Relacionamos la palabra terapia con recuperación, pensando en actividades que pueden ser en gimnasio o fisioterapia, alimentación, actividades para la relajación, y muchas más que procuran el bienestar físico y mental a las personas
Sin embargo, no se considera como parte de estas terapias para los males asociados al estrés, el beneficio de pasar tiempo en contacto con la naturaleza quizá parezca algo intrascendente o que no es posible realizarlo en la cotidianía actual tan demandante de actividades y tiempo, pretendiendo en muchos casos resolverlo con medicamentos.
Entonces ¿cómo encontrar la necesaria paz mental para combatir el estrés que la vida moderna impone y que pone en riesgo la salud de diversas maneras?
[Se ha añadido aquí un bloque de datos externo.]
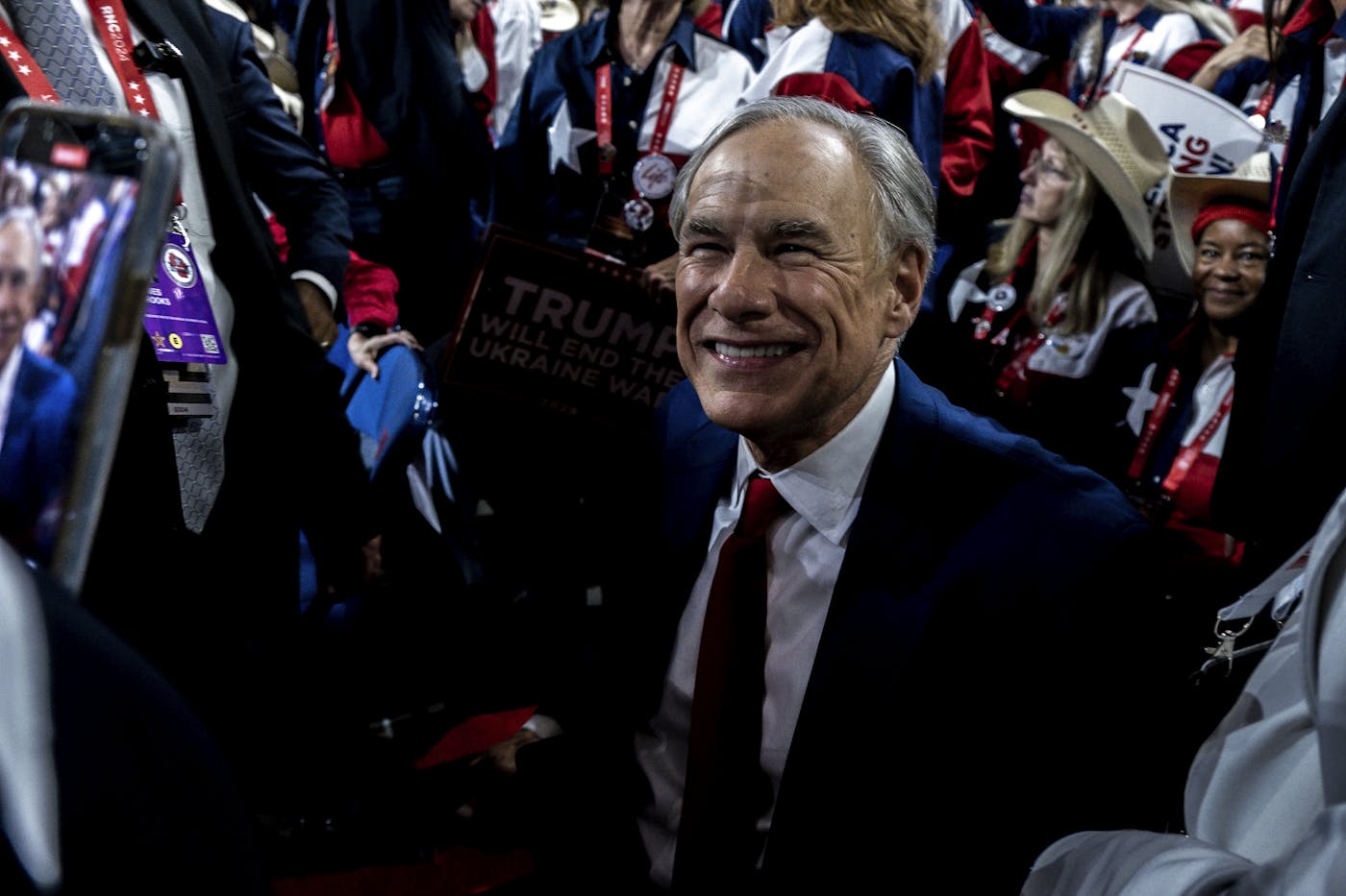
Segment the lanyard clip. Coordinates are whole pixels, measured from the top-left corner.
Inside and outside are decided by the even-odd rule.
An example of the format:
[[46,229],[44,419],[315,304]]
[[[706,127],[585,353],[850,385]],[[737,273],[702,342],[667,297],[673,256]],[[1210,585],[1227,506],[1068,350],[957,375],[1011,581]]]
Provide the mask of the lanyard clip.
[[182,50],[172,40],[141,40],[132,50],[131,58],[141,71],[162,71],[170,78],[180,78]]

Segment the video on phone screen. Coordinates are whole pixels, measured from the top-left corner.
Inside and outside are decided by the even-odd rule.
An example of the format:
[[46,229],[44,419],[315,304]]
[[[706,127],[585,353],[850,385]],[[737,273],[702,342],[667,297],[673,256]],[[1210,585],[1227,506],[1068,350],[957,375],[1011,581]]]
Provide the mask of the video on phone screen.
[[0,159],[0,535],[47,564],[139,183]]

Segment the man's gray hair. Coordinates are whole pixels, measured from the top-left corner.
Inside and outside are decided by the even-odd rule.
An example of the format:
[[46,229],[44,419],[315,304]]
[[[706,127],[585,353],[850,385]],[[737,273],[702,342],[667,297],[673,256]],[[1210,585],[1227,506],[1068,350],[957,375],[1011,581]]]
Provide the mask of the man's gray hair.
[[739,106],[716,125],[673,186],[669,225],[680,242],[688,192],[705,157],[734,135],[771,121],[812,121],[841,136],[874,182],[871,211],[879,249],[892,254],[917,246],[927,262],[934,257],[934,188],[911,141],[878,116],[847,112],[817,97],[763,97]]

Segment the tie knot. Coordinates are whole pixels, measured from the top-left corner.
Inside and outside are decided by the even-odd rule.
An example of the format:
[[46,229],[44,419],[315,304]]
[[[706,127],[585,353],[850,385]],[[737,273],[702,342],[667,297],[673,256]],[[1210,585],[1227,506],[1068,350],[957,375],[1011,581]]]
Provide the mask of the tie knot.
[[735,531],[744,538],[760,538],[766,534],[766,527],[789,507],[770,479],[752,476],[748,479],[748,495],[743,500],[743,513]]

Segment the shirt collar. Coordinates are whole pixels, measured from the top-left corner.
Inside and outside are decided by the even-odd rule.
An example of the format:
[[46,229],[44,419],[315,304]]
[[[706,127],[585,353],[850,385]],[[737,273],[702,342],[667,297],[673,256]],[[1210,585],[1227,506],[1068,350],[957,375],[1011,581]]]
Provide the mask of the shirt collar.
[[[790,507],[835,545],[845,538],[860,509],[860,491],[887,425],[895,391],[896,373],[890,363],[874,394],[841,432],[793,467],[770,476]],[[758,465],[752,452],[747,440],[739,436],[734,503],[742,505],[747,482],[755,472]]]
[[[615,15],[604,16],[600,23],[596,23],[592,31],[584,35],[583,40],[583,55],[591,69],[596,69],[604,62],[621,59],[621,54],[616,50]],[[696,22],[686,9],[678,13],[677,22],[673,23],[673,30],[664,39],[664,47],[654,57],[654,65],[658,63],[670,44],[681,51],[682,59],[686,61],[686,67],[696,71]]]

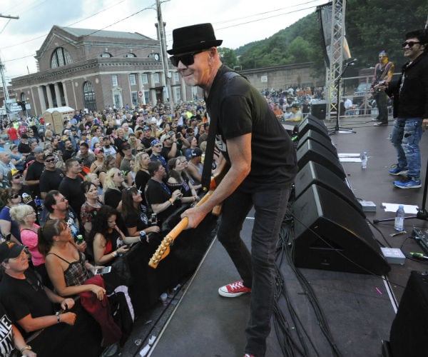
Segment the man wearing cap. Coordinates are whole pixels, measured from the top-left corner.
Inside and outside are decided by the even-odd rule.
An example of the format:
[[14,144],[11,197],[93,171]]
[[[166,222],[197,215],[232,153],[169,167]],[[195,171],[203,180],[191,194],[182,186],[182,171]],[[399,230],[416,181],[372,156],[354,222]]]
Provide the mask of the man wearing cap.
[[31,152],[31,148],[30,148],[30,144],[29,144],[29,136],[27,134],[24,134],[21,136],[21,141],[18,145],[18,151],[26,158]]
[[85,142],[81,142],[79,148],[79,155],[76,159],[80,159],[83,166],[91,167],[91,165],[92,165],[92,163],[95,161],[96,159],[95,154],[89,152],[89,146]]
[[152,154],[150,156],[151,161],[159,161],[165,170],[167,169],[166,160],[162,155],[162,144],[157,139],[153,140],[150,145],[152,148]]
[[9,187],[7,174],[12,169],[16,170],[16,168],[11,162],[11,155],[6,151],[0,151],[0,184],[4,188]]
[[44,153],[40,146],[34,149],[34,161],[29,164],[26,171],[24,171],[25,182],[33,193],[33,196],[40,197],[40,177],[44,170]]
[[51,190],[57,190],[64,178],[62,170],[55,166],[55,156],[52,153],[45,154],[44,161],[45,169],[40,176],[40,195],[43,199]]
[[[75,212],[80,212],[86,198],[82,188],[82,179],[78,174],[82,166],[76,159],[68,159],[66,161],[66,176],[59,184],[59,191],[68,200]],[[78,217],[80,218],[80,217]]]
[[[222,41],[210,24],[174,29],[173,39],[171,62],[188,86],[203,89],[210,124],[218,121],[216,144],[230,165],[211,197],[183,216],[189,228],[195,227],[223,202],[218,238],[242,280],[221,286],[218,293],[236,297],[251,292],[245,353],[263,357],[274,305],[275,251],[297,171],[295,152],[263,96],[221,63],[217,46]],[[250,254],[240,231],[253,206]]]
[[10,187],[14,192],[18,192],[21,196],[21,202],[25,204],[29,204],[36,210],[36,202],[32,196],[31,188],[24,184],[24,175],[22,171],[12,169],[7,174]]
[[113,155],[113,156],[116,154],[116,149],[111,145],[110,138],[108,136],[106,136],[103,138],[103,150],[104,151],[104,156]]
[[388,125],[388,97],[384,91],[374,90],[373,87],[379,84],[387,86],[392,80],[394,67],[394,63],[388,59],[387,51],[381,51],[379,53],[379,63],[376,64],[374,66],[374,73],[372,78],[372,88],[370,89],[379,111],[377,116],[373,119],[374,121],[378,121],[373,124],[374,126]]
[[163,136],[160,154],[166,161],[180,154],[177,150],[177,139],[173,131],[169,131]]
[[141,144],[144,145],[144,147],[146,148],[146,152],[150,152],[151,151],[151,144],[156,138],[152,136],[151,129],[149,126],[144,126],[144,128],[143,128],[143,131],[144,136],[141,139]]
[[[69,311],[56,314],[54,303],[60,304],[61,308],[66,311],[74,306],[74,300],[64,298],[43,286],[36,273],[29,268],[26,248],[25,246],[10,242],[0,244],[0,263],[4,272],[0,283],[0,299],[12,323],[16,324],[24,338],[28,338],[34,331],[52,326],[44,332],[41,341],[34,341],[38,345],[35,349],[40,356],[51,355],[55,343],[50,339],[58,338],[59,335],[54,332],[63,329],[56,326],[74,325],[76,317],[76,313]],[[22,356],[36,356],[30,353],[32,348],[28,345],[22,346],[20,351]]]

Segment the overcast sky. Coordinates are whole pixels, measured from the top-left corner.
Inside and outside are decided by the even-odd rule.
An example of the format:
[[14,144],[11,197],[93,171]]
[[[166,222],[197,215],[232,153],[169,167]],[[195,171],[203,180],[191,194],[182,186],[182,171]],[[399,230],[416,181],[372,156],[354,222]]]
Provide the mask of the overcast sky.
[[[169,0],[161,1],[167,47],[172,30],[210,22],[223,46],[264,39],[315,11],[327,0]],[[17,6],[18,5],[18,6]],[[34,55],[54,25],[139,32],[156,39],[156,0],[0,0],[0,58],[6,79],[36,71]]]

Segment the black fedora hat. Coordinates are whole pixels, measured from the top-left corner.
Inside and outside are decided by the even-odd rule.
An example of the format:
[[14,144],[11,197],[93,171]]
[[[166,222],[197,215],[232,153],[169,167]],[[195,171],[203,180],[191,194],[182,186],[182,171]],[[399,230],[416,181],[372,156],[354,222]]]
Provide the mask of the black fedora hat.
[[173,31],[173,49],[167,51],[169,54],[217,47],[223,42],[223,40],[215,39],[211,24],[198,24],[175,29]]

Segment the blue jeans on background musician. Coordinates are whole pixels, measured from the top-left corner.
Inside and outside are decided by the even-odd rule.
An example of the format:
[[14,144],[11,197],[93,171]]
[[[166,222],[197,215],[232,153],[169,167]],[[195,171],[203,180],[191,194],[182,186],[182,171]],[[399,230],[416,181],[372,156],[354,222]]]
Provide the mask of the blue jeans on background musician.
[[[218,238],[232,258],[244,286],[252,289],[245,353],[257,356],[265,356],[266,338],[270,331],[275,251],[290,191],[284,188],[249,193],[238,188],[223,205]],[[255,213],[250,253],[240,232],[253,206]]]
[[407,168],[407,176],[419,179],[421,152],[419,143],[422,136],[422,118],[397,118],[391,134],[391,142],[398,154],[398,166]]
La Organización Mundial de la Salud (OMS) ha catalogado al estrés como la “epidemia del siglo XXI” ya que, acorde con diversos estudios, nueve de cada diez personas le han experimentado y 40 % de la población en general lo padece de manera continua.
Ante este escenario trae a la memoria las terapias de médicos de siglos pasados que prescribían temporadas de descanso en zonas tranquilas y arboladas para la recuperación, esta actividad se consideró digna de análisis en el año 1982 por un Ministerio en Japón, resultado de este trabajo se estableció una iniciativa nacional con doble propósito, conservar los bosques y promover la salud pública.
A esta actividad se le llamó Shinrin-yoku, que significa “Baño de Bosque”.
Lo que esta actividad promueve tiene beneficios importantes como reportan las investigaciones de la Universidad de Medicina de Tokio.
Caminar en zonas arboladas es una actividad restauradora, que reduce los riesgos de ansiedad y depresión además de mejorar la función cognitiva, esto sucede porque en el bosque se respira las fitoncidas que son compuestos orgánicos volátiles que liberan los árboles para defensa de plagas y patógenos y con efectos positivos en la salud
El baño de bosque requiere realizarse con calma, sin celulares, ni audífonos disfrutando los sonidos del lugar,el canto de las aves, el color de las flores grandes o pequeñas, puede ser en espacios cercanos y urbanos con árboles y vegetación como algunos parques, se recomiendan estos paseos al menos 60 minutos semanales, y en la cotidianía realizarlo al menos 10 minutos al día, Conectar con la naturaleza es un enorme beneficio para conservar los recursos y para la salud mental.